The Lily of the Valley eBook

This eBook from the Gutenberg Project consists of approximately 363 pages of information about The Lily of the Valley.

The Lily of the Valley eBook

This eBook from the Gutenberg Project consists of approximately 363 pages of information about The Lily of the Valley.

“Try to question Madame de Mortsauf,” he said after a pause, “and find out what is the matter.  A woman always has secrets from her husband; but perhaps she will tell you what troubles her.  I would sacrifice everything to make her happy, even to half my remaining days or half my fortune.  She is necessary to my very life.  If I have not that angel at my side as I grow old I shall be the most wretched of men.  I do desire to die easy.  Tell her I shall not be here long to trouble her.  Yes, Felix, my poor friend, I am going fast, I know it.  I hide the fatal truth from every one; why should I worry them beforehand?  The trouble is in the orifice of the stomach, my friend.  I have at last discovered the true cause of this disease; it is my sensibility that is killing me.  Indeed, all our feelings affect the gastric centre.”

“Then do you mean,” I said, smiling, “that the best-hearted people die of their stomachs?”
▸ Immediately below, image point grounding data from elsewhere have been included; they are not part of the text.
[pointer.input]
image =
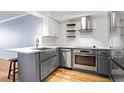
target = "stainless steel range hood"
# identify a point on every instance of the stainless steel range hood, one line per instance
(86, 23)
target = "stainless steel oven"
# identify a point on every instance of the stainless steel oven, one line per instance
(85, 59)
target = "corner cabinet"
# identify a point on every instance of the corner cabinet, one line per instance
(51, 27)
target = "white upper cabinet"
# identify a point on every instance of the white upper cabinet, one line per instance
(50, 27)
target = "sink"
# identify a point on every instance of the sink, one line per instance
(41, 48)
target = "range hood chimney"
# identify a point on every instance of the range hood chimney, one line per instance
(86, 23)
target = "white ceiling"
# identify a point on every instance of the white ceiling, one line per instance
(65, 15)
(9, 15)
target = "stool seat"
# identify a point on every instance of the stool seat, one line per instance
(13, 64)
(13, 60)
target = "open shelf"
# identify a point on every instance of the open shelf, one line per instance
(70, 24)
(70, 36)
(70, 30)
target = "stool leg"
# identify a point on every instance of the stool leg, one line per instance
(14, 71)
(10, 70)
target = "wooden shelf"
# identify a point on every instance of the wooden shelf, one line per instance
(70, 24)
(70, 36)
(70, 30)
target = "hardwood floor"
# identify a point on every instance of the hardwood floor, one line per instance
(60, 75)
(66, 75)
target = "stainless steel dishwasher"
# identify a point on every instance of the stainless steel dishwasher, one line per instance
(65, 58)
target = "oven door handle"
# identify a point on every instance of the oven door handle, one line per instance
(84, 55)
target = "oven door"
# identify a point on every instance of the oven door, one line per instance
(87, 62)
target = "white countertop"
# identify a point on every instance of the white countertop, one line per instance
(31, 50)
“Don’t laugh, Felix; nothing is more absolutely true.  Too keen a sensibility increases the play of the sympathetic nerve; these excitements of feeling keep the mucous membrane of the stomach in a state of constant irritation.  If this state continues it deranges, at first insensibly, the digestive functions; the secretions change, the appetite is impaired, and the digestion becomes capricious; sharp pains are felt; they grow worse day by day, and more frequent; then the disorder comes to a crisis, as if a slow poison were passing the alimentary canal; the mucous membrane thickens, the valve of the pylorus becomes indurated and forms a scirrhus, of which the patient dies.  Well, I have reached that point, my dear friend.  The induration is proceeding and nothing checks it.  Just look at my yellow skin, my feverish eyes, my excessive thinness.  I am withering away.  But what is to be done?  I brought the seeds of the disease home with me from the emigration; heaven knows what I suffered then!  My marriage, which might have repaired the wrong, far from soothing my ulcerated mind increased the wound.  What did I find? ceaseless fears for the children, domestic jars, a fortune to remake, economies which required great privations, which I was obliged to impose upon my wife, but which I was the one to suffer from; and then,—­I can tell this to none but you, Felix,—­I have a worse trouble yet.  Though Blanche is an angel, she does not understand me; she knows nothing of my sufferings and she aggravates them; but I forgive her.  It is a dreadful thing to say, my friend, but a less virtuous woman might have made me more happy by lending herself to consolations which Blanche never thinks of, for she is as silly as a child.  Moreover my servants torment me; blockheads who take my French for Greek!  When our fortune was finally remade inch by inch, and I had some relief from care, it was too late, the harm was done; I had reached the period when the appetite is vitiated.  Then came my severe illness, so ill-managed by Origet.  In short, I have not six months to live.”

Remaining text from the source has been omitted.